Être chauffé à blanc, est-ce encore plus chaud qu’être chauffé au rouge ? Petite typologie des couleurs dans une langue figurée. Écoutez les explications d'Yvan Amar dans cette chronique, avec sa transcription.
Le mot de l'actualité avec la délégation à la langue française du ministère de la Culture. Yvan Amar.
La réforme des retraites arrive dans une Assemblée nationale chauffée à blanc. Eh bien, c'est ainsi qu'hier, RFI a commenté l'agenda de cette Assemblée nationale française. En effet, depuis le début de la semaine, la réforme des retraites est discutée à l'Assemblée. Alors, le sujet ne laisse pas les parlementaires indifférents, c'est le moins qu'on puisse dire. Mais ça se comprend, vu le mouvement populaire extrêmement vif que le projet de réforme a suscité. Alors, on nous dit que l'Assemblée, elle est chauffée à blanc, c'est-à-dire que le climat est tendu à l'extrême, que chacun est à la limite de la maîtrise en fait. On n'est pas loin de l'hostilité, peut-être même pire. Chaque groupe voudrait donner son avis, peser sur les décisions gouvernementales, être influent dans cette mosaïque assez inédite que présente l'Assemblée nationale puisque le gouvernement n'a pas de majorité mécaniquement en ce moment.
Alors pourquoi parle-t-on d'une Assemblée chauffée à blanc ? Parce que l'atmosphère est brûlante, parce qu'elle est explosive.

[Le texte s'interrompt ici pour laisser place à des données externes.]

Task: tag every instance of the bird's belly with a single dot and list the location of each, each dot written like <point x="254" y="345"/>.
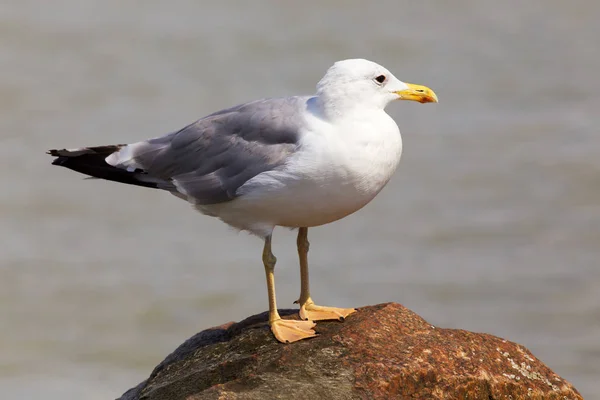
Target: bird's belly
<point x="327" y="192"/>
<point x="322" y="185"/>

Les députés sont-ils chauffés à blanc? En tout cas, voilà une image qui est empruntée à la métallurgie. Un métal chauffé à blanc, il est porté au-delà de son point d'incandescence. On aurait pu dire chauffé au rouge, c'est vrai, mais de façon assez paradoxale, si on dit chauffé à blanc, ça évoque un degré encore supérieur, qui évoque quelque chose peut être de plus abstrait que chauffé au rouge. Mais, mais ça brûle.
Et d'ailleurs, chaque couleur dans des expressions différentes fait naître des évocations différentes. À blanc, par exemple, peut avoir d'autres significations : intensif bien sûr. Saigner à blanc un animal, par exemple, c'est le saigner complètement jusqu'à ce qu'il n'ait plus de sang. Donc c'est comme ça qu'on comprend la référence à cette couleur. Mais parfois, au lieu de faire penser à un intensif, la couleur évoque un recul ou même une absence. Pour les armes à feu par exemple. Tirer à blanc indique qu'on a tiré un coup de feu, mais sans qu'aucune balle ne soit engagée dans l'arme. La poudre a explosé sans faire partir de projectile. Mais avec le vert, par exemple, rien à voir. Le vert, il évoque presque toujours la campagne, la verdure. Notamment dans l'expression se mettre au vert, quitter la ville. Mais en revanche, la formule feu vert indique une permission, un accord. « Oh, j'ai le feu vert du patron. On peut commencer à mettre notre projet en route ». Quand à l'orange, bah, lui aussi il nous fait revenir dans un environnement urbain. Passer à l'orange, c'est passer quand le feu est orange. Techniquement on devrait dire orangé, c'est le nom de la couleur. Seulement justement, le fonctionnement figuré de la langue échappe à cette normalisation. C'est ça qui est joli. Et si le feu vert indique qu'on peut passer le rouge, qu'on n'a pas le droit de passer, l'orange, bah c'est un fonctionnement plus mitigé. En principe, il demande qu'on s'arrête, sauf si on est trop près du feu, s'il faut freiner trop brutalement. Donc l'orange, c'est toujours un feu, une couleur à négocier. Passer à l'orange, au figuré, s'emploie également. On n'a rien fait d'interdit, mais c'était juste.